St. Cletus apparently wanted to do what he could to be more pastoral and take care of the needs of the people of Rome, and since the Roman Church was so large, he needed to harness his skills of organization to do it!  He was the first to establish 25 parishes in Rome, and ordained a number of priests to serve in them.  Incidentally, the 25 highest ranking Cardinals in the Church are still named as honorary pastors to these parishes today!

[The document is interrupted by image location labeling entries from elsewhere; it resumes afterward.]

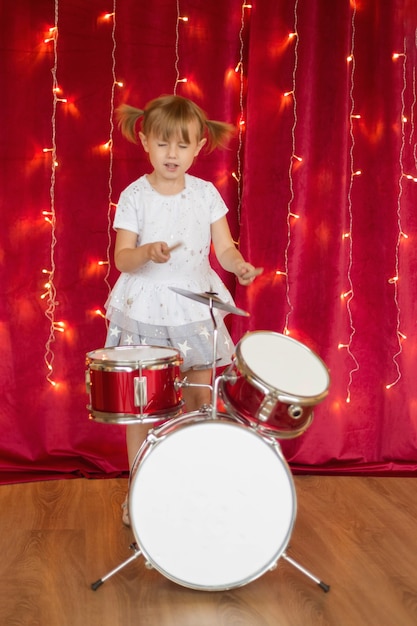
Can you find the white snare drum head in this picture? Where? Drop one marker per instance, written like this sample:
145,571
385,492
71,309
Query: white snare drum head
283,364
212,504
133,354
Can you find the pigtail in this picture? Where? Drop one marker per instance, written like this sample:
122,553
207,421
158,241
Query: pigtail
219,134
127,116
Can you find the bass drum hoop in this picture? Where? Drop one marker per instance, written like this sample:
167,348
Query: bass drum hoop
210,520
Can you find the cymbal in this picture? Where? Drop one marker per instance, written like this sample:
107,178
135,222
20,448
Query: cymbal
209,296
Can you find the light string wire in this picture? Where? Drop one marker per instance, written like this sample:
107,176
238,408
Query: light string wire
179,19
111,204
51,293
349,295
240,69
290,213
401,235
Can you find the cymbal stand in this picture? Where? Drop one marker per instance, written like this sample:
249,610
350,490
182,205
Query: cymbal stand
213,369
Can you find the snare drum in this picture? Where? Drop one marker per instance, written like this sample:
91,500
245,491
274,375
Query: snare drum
212,503
274,382
133,384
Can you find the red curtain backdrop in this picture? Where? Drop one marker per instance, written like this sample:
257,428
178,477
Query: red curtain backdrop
320,182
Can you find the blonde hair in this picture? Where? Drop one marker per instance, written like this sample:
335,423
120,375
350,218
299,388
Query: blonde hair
171,115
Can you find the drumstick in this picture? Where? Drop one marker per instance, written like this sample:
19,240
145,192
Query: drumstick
175,246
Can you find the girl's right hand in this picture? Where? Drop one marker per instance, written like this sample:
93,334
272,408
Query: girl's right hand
158,252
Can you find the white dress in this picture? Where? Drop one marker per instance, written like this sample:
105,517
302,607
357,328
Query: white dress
142,309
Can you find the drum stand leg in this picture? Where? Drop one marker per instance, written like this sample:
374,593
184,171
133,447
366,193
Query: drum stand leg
100,581
305,571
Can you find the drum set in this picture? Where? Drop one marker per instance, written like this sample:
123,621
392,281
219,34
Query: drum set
212,503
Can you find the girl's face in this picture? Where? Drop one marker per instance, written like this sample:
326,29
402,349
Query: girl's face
173,157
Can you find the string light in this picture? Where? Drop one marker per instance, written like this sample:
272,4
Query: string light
180,18
50,294
349,295
395,279
239,69
108,147
290,213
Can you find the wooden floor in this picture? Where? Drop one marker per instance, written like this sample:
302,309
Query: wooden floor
358,534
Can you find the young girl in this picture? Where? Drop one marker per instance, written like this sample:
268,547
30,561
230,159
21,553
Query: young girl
165,223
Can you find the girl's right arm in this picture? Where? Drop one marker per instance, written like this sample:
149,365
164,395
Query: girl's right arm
128,257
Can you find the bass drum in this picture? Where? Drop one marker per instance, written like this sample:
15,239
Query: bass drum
212,504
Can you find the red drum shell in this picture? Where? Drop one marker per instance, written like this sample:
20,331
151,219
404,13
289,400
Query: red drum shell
114,373
274,383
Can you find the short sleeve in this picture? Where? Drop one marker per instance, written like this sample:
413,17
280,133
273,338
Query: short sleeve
128,213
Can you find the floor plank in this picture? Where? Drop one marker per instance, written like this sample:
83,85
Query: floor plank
356,533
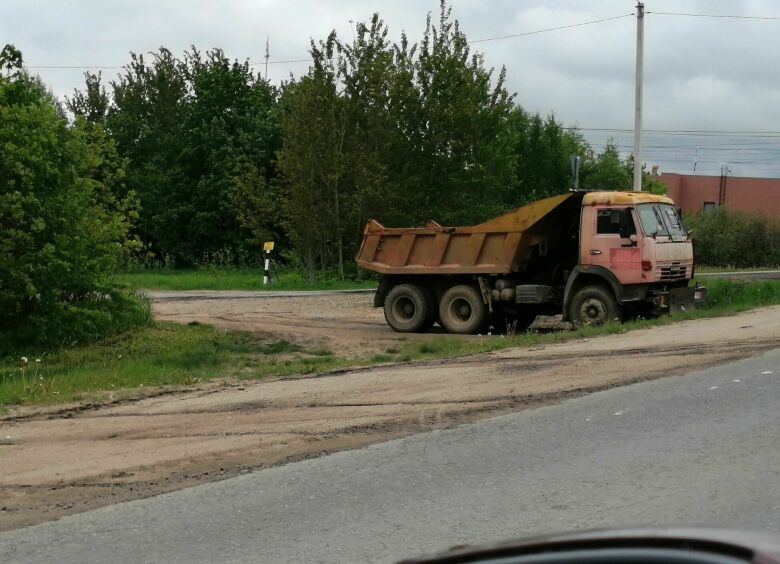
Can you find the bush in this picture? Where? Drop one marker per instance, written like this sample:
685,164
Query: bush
62,224
726,237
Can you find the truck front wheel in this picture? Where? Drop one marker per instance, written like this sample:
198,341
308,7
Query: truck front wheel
594,305
409,308
462,311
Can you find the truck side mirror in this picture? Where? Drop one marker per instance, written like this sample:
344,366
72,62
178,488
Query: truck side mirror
626,223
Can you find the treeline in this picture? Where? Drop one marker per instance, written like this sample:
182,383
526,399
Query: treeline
65,220
220,160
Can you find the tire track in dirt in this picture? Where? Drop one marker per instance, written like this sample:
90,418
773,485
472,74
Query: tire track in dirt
68,460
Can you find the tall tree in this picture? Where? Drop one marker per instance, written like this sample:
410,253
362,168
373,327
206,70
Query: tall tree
312,157
606,171
61,227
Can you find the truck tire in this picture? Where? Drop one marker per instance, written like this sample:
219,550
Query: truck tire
462,310
409,308
594,305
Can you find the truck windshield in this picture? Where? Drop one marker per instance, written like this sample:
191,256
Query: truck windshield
660,219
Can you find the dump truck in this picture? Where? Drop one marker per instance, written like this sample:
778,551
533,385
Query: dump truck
590,256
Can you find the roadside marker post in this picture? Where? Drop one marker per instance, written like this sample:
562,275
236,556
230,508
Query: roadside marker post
268,246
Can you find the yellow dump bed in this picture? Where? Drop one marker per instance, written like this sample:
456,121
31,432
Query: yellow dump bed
498,246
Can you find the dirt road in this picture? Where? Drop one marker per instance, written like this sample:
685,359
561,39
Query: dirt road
345,323
59,462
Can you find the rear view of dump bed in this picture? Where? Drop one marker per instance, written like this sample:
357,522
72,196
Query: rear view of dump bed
498,246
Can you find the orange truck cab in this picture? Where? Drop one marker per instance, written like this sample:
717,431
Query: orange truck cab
590,256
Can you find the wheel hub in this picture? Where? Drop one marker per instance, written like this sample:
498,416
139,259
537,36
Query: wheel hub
593,311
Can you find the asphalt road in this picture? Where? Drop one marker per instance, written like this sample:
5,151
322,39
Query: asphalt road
700,449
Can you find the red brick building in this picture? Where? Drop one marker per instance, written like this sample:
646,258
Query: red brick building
694,193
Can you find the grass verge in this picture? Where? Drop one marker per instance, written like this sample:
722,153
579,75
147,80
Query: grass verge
169,354
162,354
231,279
730,268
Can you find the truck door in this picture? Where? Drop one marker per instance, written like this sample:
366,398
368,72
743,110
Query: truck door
621,253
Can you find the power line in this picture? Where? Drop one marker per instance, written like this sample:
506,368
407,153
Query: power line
707,131
685,132
291,61
549,29
103,67
728,16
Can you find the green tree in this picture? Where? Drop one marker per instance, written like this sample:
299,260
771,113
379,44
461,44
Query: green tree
61,228
606,171
464,154
200,134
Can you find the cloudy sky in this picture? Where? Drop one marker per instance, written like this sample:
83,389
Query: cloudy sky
701,74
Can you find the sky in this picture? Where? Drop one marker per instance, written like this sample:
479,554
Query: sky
701,74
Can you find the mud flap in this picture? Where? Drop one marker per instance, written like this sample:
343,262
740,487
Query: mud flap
683,299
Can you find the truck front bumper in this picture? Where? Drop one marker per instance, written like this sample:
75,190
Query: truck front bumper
679,299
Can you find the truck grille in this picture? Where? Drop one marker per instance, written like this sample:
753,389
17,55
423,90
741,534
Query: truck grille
671,272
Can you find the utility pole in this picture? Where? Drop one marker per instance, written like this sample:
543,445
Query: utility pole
640,40
267,55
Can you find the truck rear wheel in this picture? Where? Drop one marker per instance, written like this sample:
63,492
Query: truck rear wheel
409,308
594,305
462,310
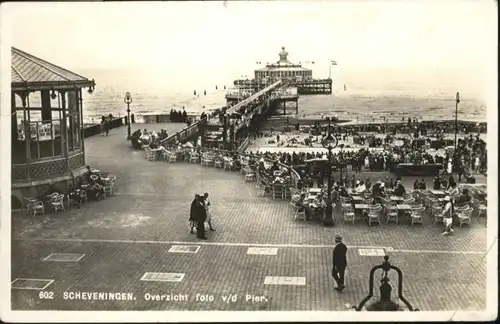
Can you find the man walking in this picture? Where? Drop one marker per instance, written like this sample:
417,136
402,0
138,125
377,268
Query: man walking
339,263
448,216
209,212
200,217
192,212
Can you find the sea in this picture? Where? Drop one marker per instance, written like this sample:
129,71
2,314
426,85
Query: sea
364,99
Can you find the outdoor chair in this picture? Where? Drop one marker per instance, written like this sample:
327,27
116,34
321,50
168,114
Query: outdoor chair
57,202
193,158
219,164
172,158
250,176
278,191
374,215
348,214
482,210
409,201
391,213
263,190
206,161
299,212
83,196
36,208
151,155
464,216
108,188
416,215
437,213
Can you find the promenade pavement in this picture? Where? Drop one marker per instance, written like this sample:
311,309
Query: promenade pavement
125,236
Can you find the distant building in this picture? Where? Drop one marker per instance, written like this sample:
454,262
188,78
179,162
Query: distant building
283,69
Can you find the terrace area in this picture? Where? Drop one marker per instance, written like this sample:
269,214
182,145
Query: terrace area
131,233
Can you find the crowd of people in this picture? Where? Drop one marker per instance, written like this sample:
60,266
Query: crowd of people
178,116
470,156
104,125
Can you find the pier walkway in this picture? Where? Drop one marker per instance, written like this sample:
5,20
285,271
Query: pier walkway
123,237
194,129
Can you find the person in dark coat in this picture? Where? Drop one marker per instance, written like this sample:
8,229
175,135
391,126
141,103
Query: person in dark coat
339,263
192,211
200,214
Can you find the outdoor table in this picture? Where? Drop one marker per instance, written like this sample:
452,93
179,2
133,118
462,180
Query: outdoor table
95,172
438,193
403,208
360,208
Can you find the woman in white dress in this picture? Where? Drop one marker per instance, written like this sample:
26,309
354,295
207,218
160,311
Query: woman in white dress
209,213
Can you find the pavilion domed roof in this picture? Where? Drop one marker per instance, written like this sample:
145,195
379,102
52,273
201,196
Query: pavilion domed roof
29,70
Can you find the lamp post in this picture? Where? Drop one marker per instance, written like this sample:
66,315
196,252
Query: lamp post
128,101
385,303
457,101
341,161
329,142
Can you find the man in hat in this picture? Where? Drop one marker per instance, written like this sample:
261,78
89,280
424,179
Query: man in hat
339,263
448,216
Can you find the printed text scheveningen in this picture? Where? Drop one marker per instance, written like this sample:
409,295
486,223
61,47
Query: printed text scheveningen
76,295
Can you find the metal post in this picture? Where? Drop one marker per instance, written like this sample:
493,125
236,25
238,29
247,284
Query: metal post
456,120
329,143
128,101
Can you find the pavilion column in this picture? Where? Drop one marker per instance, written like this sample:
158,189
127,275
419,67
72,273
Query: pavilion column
13,115
80,111
26,125
46,109
64,127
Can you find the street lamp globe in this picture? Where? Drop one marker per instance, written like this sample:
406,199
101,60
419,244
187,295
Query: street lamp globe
329,142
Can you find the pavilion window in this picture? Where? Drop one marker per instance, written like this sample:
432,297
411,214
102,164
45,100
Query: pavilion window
73,121
39,130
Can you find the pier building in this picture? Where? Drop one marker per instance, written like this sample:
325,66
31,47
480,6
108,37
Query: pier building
293,73
47,126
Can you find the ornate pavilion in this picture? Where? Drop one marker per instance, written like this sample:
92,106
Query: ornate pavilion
283,69
47,126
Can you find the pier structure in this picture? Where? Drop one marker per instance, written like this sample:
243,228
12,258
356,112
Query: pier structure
48,148
228,127
294,74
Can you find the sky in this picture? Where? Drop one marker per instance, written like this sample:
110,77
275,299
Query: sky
410,40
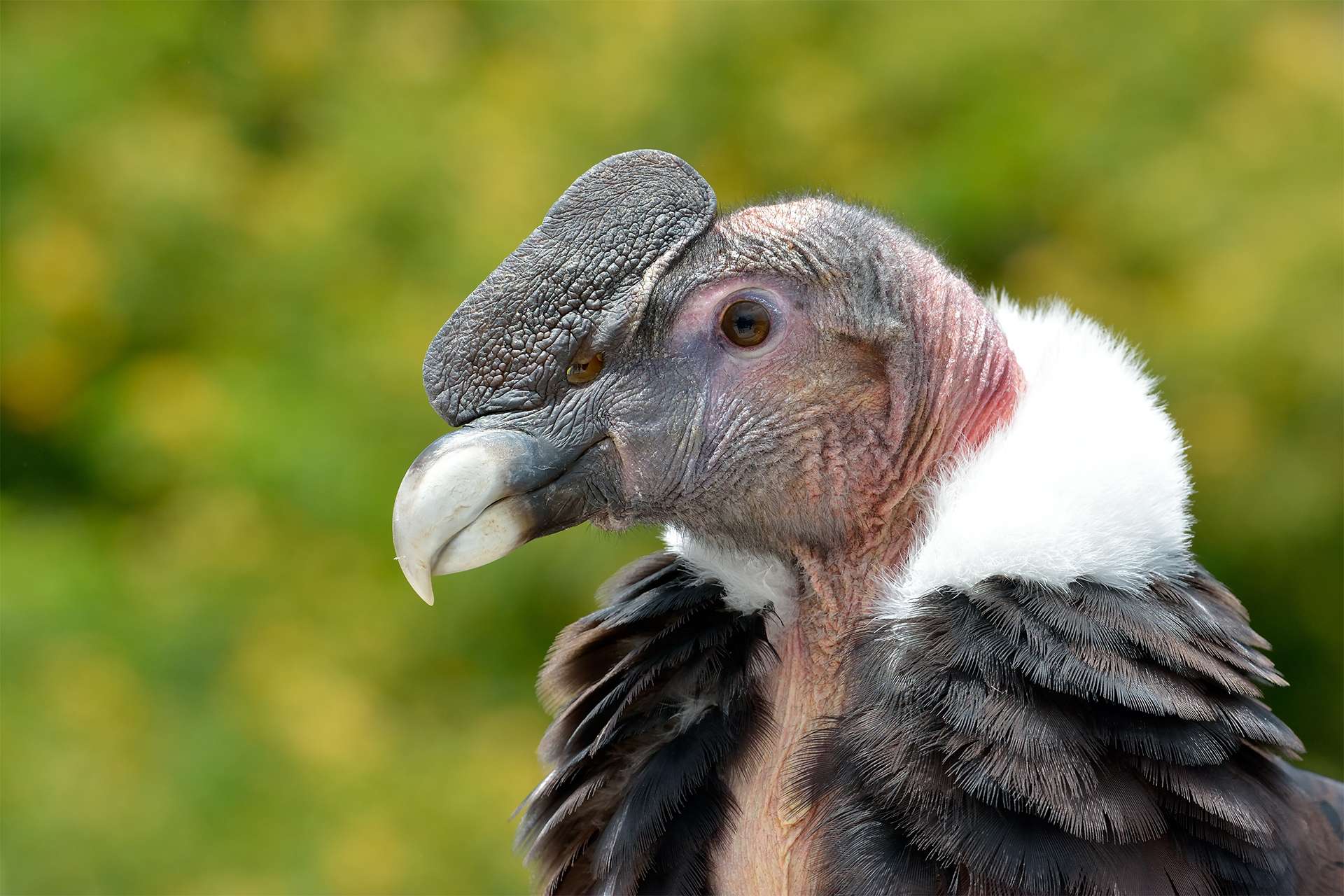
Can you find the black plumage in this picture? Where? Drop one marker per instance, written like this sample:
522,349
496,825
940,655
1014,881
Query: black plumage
1019,738
656,695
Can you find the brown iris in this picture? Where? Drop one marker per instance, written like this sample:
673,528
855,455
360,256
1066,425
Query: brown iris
746,323
584,370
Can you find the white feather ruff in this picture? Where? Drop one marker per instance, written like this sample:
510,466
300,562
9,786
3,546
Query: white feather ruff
1088,477
750,580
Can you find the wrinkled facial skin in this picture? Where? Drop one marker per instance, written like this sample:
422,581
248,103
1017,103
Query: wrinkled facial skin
793,441
762,445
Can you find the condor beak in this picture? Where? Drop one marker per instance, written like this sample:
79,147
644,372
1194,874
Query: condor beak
464,501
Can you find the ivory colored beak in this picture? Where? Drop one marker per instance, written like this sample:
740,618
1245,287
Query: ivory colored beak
460,503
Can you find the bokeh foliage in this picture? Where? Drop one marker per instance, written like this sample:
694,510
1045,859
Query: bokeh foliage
230,230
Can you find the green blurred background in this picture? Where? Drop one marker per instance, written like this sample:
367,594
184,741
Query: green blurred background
230,230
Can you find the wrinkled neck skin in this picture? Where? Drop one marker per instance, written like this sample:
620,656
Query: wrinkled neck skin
953,387
961,383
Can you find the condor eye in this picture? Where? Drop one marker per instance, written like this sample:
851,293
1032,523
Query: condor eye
746,323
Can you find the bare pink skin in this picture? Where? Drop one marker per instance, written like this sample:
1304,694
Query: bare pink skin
945,398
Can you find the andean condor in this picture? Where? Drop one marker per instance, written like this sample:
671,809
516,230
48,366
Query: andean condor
927,621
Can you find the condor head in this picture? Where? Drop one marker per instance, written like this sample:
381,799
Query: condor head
777,379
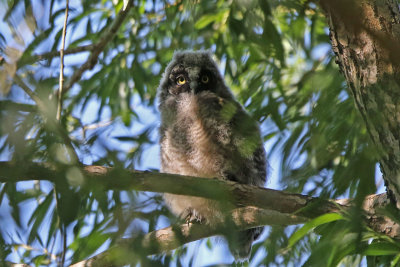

St. Cletus was martyred under the Emperor Domitian around 92 AD.  Domitian’s persecution was the first of the truly organized persecutions of Christians in the Empire.  Sure, Nero killed a number of Christians in 64 AD, including St. Peter and St. Paul, but for the most part, Nero was just lashing out.  Domitian’s persecution was organized and very harmful.  Those accused of being Christians were brought before a tribunal, and told to take the oath to the Roman Gods and the Emperor.  Not giving homage to these gods was considered unpatriotic and atheistic, so many of the early Christians were ironically tried as atheists.  When Christians refused the oath, they were condemned.  The victims were numerous, including Antipas (mentioned in Revelations 2:13) and members of the Emperor’s own household, which tells you how much Christianity had spread in just 60 years.  St. Cletus was one of those put to death as well, and was buried under St. Peter’s Basilica in Rome next to his predecessor, St. Linus.